We’re having some odd problems running our testing server. I’ll do my best to explain the setup and the problem:
We have an automated testing server set up with Windows Server 2012 R2 host OS. On this server, we have an instance of Oracle VirtualBox installed (version 5.1.2.8956). Finally, on the tester’s computer, we are running HP Quality Center (version 9.2.0 – this is a very old version, but we are in the process of upgrading). All users are running Windows 7.
The tester starts up an automated test in Quality Center, which starts a PowerShell script on the server. This PowerShell script starts a virtual machine, using a VirtualBox COM object, by cloning an existing machine from a list of approved machines. Once the machine is cloned and started up, the specified test will then run on that virtual machine. Results are copied from the guest OS to the host OS, and the VM is removed.
The server handles multiple automated test requests at once.

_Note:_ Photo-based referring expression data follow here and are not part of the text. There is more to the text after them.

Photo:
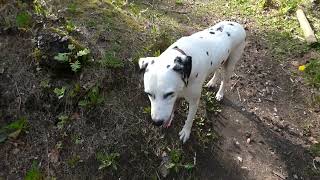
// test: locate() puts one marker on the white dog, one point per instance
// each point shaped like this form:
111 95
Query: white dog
181 70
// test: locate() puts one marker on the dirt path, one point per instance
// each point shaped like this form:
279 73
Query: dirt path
260 134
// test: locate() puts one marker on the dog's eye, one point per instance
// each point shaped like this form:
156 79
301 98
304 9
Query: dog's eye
167 95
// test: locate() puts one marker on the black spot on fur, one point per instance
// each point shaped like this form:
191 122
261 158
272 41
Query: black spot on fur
220 28
183 67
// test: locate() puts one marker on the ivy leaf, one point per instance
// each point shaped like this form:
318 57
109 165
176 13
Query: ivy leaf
75 66
83 52
62 57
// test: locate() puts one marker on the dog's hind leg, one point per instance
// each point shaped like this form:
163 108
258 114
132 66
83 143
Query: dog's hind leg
228 68
214 79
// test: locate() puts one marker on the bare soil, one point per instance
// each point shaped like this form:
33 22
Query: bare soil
261 130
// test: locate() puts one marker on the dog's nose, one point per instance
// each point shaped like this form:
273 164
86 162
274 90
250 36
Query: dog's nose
157 122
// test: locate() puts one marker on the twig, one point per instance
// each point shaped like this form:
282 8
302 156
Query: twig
19 96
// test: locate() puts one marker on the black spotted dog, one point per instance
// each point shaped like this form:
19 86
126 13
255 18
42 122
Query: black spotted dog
181 70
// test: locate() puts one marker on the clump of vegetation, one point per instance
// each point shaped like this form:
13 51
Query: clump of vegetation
176 161
14 129
108 160
34 173
23 19
212 104
111 61
73 57
312 72
59 92
92 99
63 119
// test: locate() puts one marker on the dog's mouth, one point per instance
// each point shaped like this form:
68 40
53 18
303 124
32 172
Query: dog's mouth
167 123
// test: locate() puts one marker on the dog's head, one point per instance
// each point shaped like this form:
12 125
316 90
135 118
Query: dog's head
163 83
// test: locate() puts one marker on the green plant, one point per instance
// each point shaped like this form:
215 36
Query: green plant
74 57
179 2
34 173
59 92
312 72
63 119
111 61
14 129
93 98
176 164
108 160
70 27
23 19
211 103
74 160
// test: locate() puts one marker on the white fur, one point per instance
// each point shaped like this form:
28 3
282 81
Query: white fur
159 79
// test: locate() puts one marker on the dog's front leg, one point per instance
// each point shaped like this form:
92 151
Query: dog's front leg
186 130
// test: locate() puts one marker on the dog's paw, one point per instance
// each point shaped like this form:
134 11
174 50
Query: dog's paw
219 96
184 134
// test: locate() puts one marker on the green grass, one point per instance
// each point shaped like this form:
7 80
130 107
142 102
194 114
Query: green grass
34 173
312 73
108 160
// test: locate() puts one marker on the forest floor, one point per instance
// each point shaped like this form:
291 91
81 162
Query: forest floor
83 114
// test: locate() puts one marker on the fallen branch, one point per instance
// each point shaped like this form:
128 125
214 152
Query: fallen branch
307 30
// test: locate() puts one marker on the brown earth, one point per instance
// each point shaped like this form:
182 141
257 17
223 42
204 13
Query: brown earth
261 128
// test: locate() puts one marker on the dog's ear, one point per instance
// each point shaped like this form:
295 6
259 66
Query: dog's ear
183 67
143 64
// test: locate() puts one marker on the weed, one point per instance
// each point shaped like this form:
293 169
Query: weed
75 91
111 61
211 103
63 119
179 2
93 98
59 92
72 8
73 57
176 164
312 72
34 173
23 19
74 160
108 160
14 129
70 27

Each test request will run against a different VM. These tests are also not resource-bound (we have dual 6-core Xeon processors with 128GB RAM).
We are seeing issues that pop up with some regularity. These errors appear in the Windows Event Viewer as “Application Errors”, with Event ID 1000 and Task Category (100). An example event log looks like this:
Code: Select all
Faulting application name: VirtualBox.exe, version: 5.1.2.8956, time stamp: 0x5790f053
Faulting module name: VBoxC.dll, version: 5.1.2.8956, time stamp: 0x5790f057
Exception code: 0xc0000005
Fault offset: 0x00000000000a6a07
Faulting process id: 0xe34
Faulting application start time: 0x01d3410a03f156c8
Faulting application path: E:\VirtualBox\VirtualBox.exe
Faulting module path: E:\VirtualBox\VBoxC.dll
Report Id: 9a36be58-ad04-11e7-80f7-a0369f65611f
Faulting package full name:
Faulting package-relative application ID:
However, there is another behavior that we have observed. It could be related, or it could be a red herring, and I haven’t figured out which yet. Anyway, The VirtualBox manager running on the server seems to slowly accumulate “inaccessible” virtual machines. For now, we simply clear these out periodically, but it doesn’t seem like this should happen at all.
Any advice for what to do here would be greatly appreciated.